60 minutes, le programme phare de la chaîne publique russe Rossia 1, commence comme n'importe quel journal télévisé, avec jingle entraînant et animation 3D. Pendant près de deux heures, deux fois par jour, un duo de présentateurs, Olga Skabeïeva et Evgueny Popov, revient sur l'actualité du jour. L'émission est l'un des hauts lieux de la propagande télévisuelle russe, le "zomboyachik", la "boîte à fabriquer des zombies", comme disent les opposants à Vladimir Poutine, tant le lavage de cerveau y est institutionnalisé. Depuis le début de "l'opération militaire spéciale", seule la guerre en Ukraine y est traitée, sous tous les angles. Le ton se veut martial et sarcastique envers les Occidentaux honnis ; grave et respectueux quand il est question de l'armée russe ou de Poutine.
Le mardi 12 au soir, par exemple, une longue séquence est consacrée à l'attitude des dirigeants européens. Boris Johnson en visite à Kiev ? "Il a pourtant autre chose à faire, vu le prix de l'essence dans son pays", ricane Popov.

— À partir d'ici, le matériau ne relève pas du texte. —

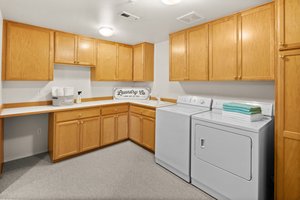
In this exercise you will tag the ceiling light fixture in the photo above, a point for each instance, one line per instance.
(106, 31)
(170, 2)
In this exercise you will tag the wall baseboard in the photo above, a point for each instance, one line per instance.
(25, 156)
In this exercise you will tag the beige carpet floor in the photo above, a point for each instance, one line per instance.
(122, 171)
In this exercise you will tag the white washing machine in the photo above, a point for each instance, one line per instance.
(232, 158)
(173, 133)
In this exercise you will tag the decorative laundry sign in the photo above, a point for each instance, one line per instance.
(131, 93)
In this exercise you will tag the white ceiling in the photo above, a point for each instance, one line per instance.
(86, 16)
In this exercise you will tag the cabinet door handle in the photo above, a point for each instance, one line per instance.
(282, 44)
(202, 143)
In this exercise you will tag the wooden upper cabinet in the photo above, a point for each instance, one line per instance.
(106, 66)
(197, 53)
(27, 52)
(289, 24)
(125, 64)
(65, 48)
(178, 64)
(143, 62)
(223, 49)
(86, 51)
(257, 41)
(75, 50)
(114, 62)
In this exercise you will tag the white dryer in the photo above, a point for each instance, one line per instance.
(232, 158)
(173, 133)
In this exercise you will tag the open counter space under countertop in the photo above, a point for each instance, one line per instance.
(11, 112)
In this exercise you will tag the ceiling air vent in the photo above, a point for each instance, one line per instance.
(129, 16)
(190, 17)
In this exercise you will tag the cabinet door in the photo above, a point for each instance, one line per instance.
(178, 65)
(122, 126)
(257, 43)
(223, 48)
(148, 132)
(28, 53)
(90, 133)
(288, 126)
(124, 63)
(86, 51)
(289, 24)
(67, 136)
(108, 129)
(65, 48)
(138, 63)
(106, 66)
(135, 128)
(197, 53)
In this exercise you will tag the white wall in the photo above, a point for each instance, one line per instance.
(258, 90)
(1, 30)
(25, 136)
(78, 77)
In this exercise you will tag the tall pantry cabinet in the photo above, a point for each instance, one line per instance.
(287, 148)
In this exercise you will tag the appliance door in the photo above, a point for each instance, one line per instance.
(224, 149)
(172, 142)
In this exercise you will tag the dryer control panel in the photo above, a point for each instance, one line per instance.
(195, 100)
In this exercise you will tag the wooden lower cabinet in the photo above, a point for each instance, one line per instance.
(142, 127)
(73, 132)
(108, 130)
(135, 128)
(114, 124)
(122, 127)
(148, 132)
(90, 134)
(67, 139)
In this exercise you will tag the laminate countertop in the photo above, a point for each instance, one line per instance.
(22, 111)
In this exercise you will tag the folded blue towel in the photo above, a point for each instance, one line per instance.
(241, 108)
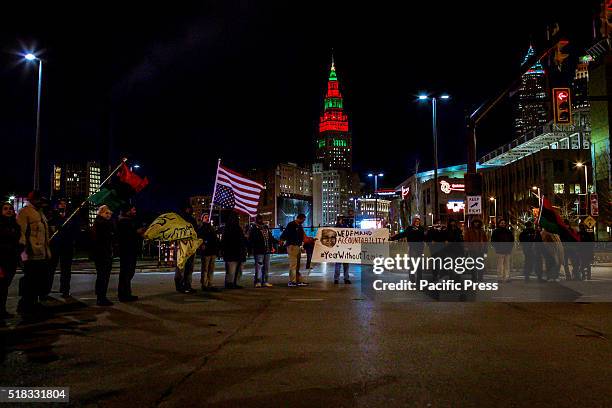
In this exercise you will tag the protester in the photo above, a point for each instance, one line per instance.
(530, 239)
(234, 247)
(36, 254)
(62, 246)
(586, 251)
(129, 237)
(103, 233)
(553, 254)
(208, 252)
(9, 253)
(261, 243)
(341, 222)
(183, 276)
(570, 253)
(293, 235)
(477, 243)
(502, 241)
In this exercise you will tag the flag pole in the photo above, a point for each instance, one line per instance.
(212, 199)
(87, 199)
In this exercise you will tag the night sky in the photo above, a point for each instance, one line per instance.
(174, 86)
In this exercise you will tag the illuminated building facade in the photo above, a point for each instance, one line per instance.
(531, 103)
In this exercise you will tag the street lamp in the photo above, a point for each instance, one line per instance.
(32, 57)
(376, 176)
(434, 114)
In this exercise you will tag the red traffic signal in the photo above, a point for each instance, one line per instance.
(562, 106)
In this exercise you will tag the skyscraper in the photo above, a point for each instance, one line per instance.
(333, 143)
(531, 106)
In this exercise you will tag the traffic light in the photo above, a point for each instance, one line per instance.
(562, 106)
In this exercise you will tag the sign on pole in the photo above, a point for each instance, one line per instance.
(474, 205)
(594, 205)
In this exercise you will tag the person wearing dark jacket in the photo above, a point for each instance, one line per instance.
(9, 252)
(261, 243)
(183, 277)
(502, 241)
(529, 239)
(415, 235)
(209, 252)
(129, 237)
(294, 235)
(234, 248)
(62, 246)
(102, 252)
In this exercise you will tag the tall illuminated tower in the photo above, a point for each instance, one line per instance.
(531, 107)
(333, 142)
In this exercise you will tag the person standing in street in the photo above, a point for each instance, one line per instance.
(129, 235)
(293, 236)
(261, 243)
(529, 239)
(341, 222)
(34, 238)
(209, 252)
(9, 253)
(183, 277)
(476, 244)
(502, 241)
(234, 248)
(103, 233)
(62, 246)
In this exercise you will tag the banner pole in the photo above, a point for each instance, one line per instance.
(87, 199)
(212, 199)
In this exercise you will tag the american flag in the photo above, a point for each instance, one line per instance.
(236, 191)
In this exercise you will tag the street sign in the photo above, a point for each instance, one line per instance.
(589, 222)
(594, 205)
(474, 205)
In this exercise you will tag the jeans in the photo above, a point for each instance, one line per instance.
(295, 255)
(337, 271)
(233, 272)
(262, 266)
(208, 270)
(127, 269)
(103, 270)
(182, 277)
(63, 257)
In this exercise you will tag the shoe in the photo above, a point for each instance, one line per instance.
(130, 298)
(104, 302)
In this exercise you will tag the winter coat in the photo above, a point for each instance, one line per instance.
(502, 240)
(103, 233)
(233, 244)
(9, 240)
(34, 234)
(261, 241)
(293, 234)
(210, 240)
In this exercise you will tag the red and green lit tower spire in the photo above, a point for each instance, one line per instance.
(333, 143)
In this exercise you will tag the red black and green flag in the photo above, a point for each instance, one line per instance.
(551, 221)
(118, 192)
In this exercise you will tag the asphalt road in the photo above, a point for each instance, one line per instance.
(322, 345)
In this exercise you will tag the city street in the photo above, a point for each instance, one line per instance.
(322, 345)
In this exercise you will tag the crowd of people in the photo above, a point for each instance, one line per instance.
(544, 251)
(41, 240)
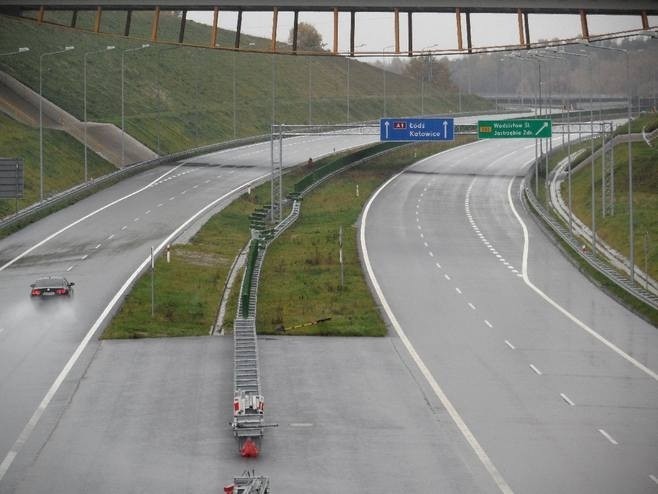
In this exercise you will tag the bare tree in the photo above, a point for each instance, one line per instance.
(308, 38)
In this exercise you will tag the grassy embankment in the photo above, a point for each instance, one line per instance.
(63, 161)
(178, 98)
(614, 229)
(302, 261)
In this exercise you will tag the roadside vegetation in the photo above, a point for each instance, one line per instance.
(614, 229)
(188, 290)
(179, 98)
(63, 161)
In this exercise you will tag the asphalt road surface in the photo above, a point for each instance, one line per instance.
(82, 416)
(555, 381)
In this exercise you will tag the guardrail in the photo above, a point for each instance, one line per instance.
(248, 403)
(30, 213)
(619, 279)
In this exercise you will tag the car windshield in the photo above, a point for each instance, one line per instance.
(51, 283)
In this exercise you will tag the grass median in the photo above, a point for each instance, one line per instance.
(188, 289)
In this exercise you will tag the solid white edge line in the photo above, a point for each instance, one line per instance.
(567, 399)
(80, 220)
(608, 437)
(32, 423)
(573, 318)
(452, 411)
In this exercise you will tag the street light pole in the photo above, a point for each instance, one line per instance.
(347, 58)
(123, 113)
(84, 71)
(631, 228)
(384, 72)
(66, 48)
(22, 49)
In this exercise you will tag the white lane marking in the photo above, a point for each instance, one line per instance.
(608, 437)
(450, 408)
(567, 399)
(80, 220)
(574, 319)
(32, 423)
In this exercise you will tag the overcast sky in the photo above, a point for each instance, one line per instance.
(375, 29)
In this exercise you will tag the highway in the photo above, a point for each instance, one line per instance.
(553, 383)
(549, 406)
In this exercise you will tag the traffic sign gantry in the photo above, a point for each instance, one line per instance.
(511, 129)
(417, 129)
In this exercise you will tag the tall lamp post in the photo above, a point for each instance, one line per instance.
(422, 77)
(384, 72)
(123, 111)
(347, 59)
(66, 48)
(631, 231)
(22, 49)
(84, 71)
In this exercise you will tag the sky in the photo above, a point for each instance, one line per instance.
(374, 30)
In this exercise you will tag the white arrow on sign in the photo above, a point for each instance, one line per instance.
(541, 128)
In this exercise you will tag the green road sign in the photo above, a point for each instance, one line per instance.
(511, 129)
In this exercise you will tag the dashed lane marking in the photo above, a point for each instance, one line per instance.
(608, 437)
(569, 315)
(567, 399)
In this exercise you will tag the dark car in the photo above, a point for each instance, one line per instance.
(51, 288)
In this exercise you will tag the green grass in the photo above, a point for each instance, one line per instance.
(614, 229)
(182, 98)
(63, 161)
(300, 281)
(188, 290)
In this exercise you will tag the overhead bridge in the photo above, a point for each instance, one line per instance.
(400, 10)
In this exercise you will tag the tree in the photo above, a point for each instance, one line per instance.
(308, 38)
(431, 70)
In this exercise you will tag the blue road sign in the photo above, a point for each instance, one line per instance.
(417, 129)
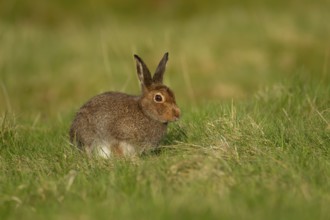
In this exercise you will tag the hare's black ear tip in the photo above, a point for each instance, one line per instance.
(136, 57)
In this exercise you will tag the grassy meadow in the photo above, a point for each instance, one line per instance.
(252, 80)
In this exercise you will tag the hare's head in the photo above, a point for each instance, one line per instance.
(157, 100)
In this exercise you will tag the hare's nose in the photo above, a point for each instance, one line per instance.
(176, 113)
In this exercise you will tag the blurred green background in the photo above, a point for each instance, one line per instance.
(56, 54)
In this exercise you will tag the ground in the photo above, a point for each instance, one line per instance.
(253, 83)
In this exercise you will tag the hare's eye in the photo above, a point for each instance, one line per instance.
(158, 98)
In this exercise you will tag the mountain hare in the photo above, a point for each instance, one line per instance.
(115, 123)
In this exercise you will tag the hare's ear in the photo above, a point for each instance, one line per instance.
(158, 76)
(143, 72)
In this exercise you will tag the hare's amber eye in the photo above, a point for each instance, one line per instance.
(159, 98)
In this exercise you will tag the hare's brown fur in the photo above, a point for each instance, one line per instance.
(126, 124)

Les États-Unis ? "Ils se moquent de l'Europe, comme ils se moquent de l'Ukraine. Il n'y a que Manhattan qui leur importe", assène-t-il encore, accompagné par un pouffement approbateur de Skabeïeva. Le fait que l'Union européenne continue d'acheter du gaz russe ? La preuve de son "hypocrisie" et de sa faiblesse. Les Occidentaux, vus par la propagande russe, sont à la fois décadents et nazis, pathétiques et sournois, calculateurs et paniqués face à la puissance russe.
Le massacre de Boutcha devient "une abominable provocation"
Le ton est tout autre lorsqu'il s'agit de parler de Vladimir Poutine, dont le récent discours au cosmodrome de Vostochny structure toute l'émission. Le président russe est abondamment cité, sans l'ombre d'une précaution oratoire. "Les Européens ne sont que les vassaux des États-Unis", affirme Poutine. "C'est exactement cela", reprend Skabeïeva, avant de passer la parole à un invité, député au parlement russe, venu dénoncer le triomphe en Europe de "la double pensée orwellienne" et la volonté occidentale de "transformer l'Ukraine en Banderastan", du nom de Stepan Bandera, nationaliste ukrainien et collaborateur des nazis pendant la Seconde Guerre mondiale, dont le Kremlin voit partout l'ombre néfaste en Ukraine. Personne ne le contredit : sur le plateau, présentateurs et invités hochent la tête sentencieusement.
Si les accusations de crimes de guerre visant la Russie sont évoquées, c'est pour mieux les retourner. Le massacre de Boutcha est devenu, sur le ton de la certitude absolue, "une abominable provocation". Tout comme, il y a quelques semaines, le bombardement de la maternité de Marioupol était présenté sans la moindre vergogne comme une mise en scène. La logique est simple : l'armée russe ne vise pas les civils, donc toute frappe contre eux ne peut être qu'une mascarade organisée par les "ukronazis", "le régime de Kiev", "les bandéristes", les "néonazis du régiment Azov" qui "se servent des civils de Marioupol comme de boucliers humains", sous les ordres "d'officiers américains cachés dans les catacombes de la ville".
"On ne connaît pas toute la vérité"
La propagande russe va même plus loin : non seulement la Russie n'est pas coupable du moindre crime de guerre, mais "des scientifiques américains se sont livrés à des essais d'armes chimiques sur des patients d'hôpitaux psychiatriques en Ukraine", affirmait ce jeudi 14 avril un porte-parole du ministère russe de la Défense, abondamment repris par les médias officiels. La semaine dernière, la chaîne d'information en continu Rossia 24 assurait avoir répertorié pas moins de 30 "laboratoires biologiques" américains sur le territoire ukrainien. La semaine précédente, c'était l'éventualité d'une frappe nucléaire ukrainienne sur la Russie qui agitait les médias officiels.
L'effet est redoutable : en allant, d'une semaine sur l'autre, toujours plus loin dans le mensonge, les propagandistes russes donnent pour acquis leurs mensonges de la semaine précédente et imposent peu à peu un narratif. Peu importe que ce fouillis de théories délirantes ne tienne pas debout. Les nationalistes enragés ne demandent qu'à se laisser convaincre. Pour les autres, la majorité de la population, l'important n'est peut-être pas tant de les convaincre de la véracité d'une version en particulier, que de les faire douter de tout. Ils y trouveront la justification de leur passivité, et pourront continuer à dire "ce n'est pas si évident" ou "on ne connaît pas toute la vérité ", véritable devise officieuse de la "boîte à fabriquer des zombies" du Kremlin.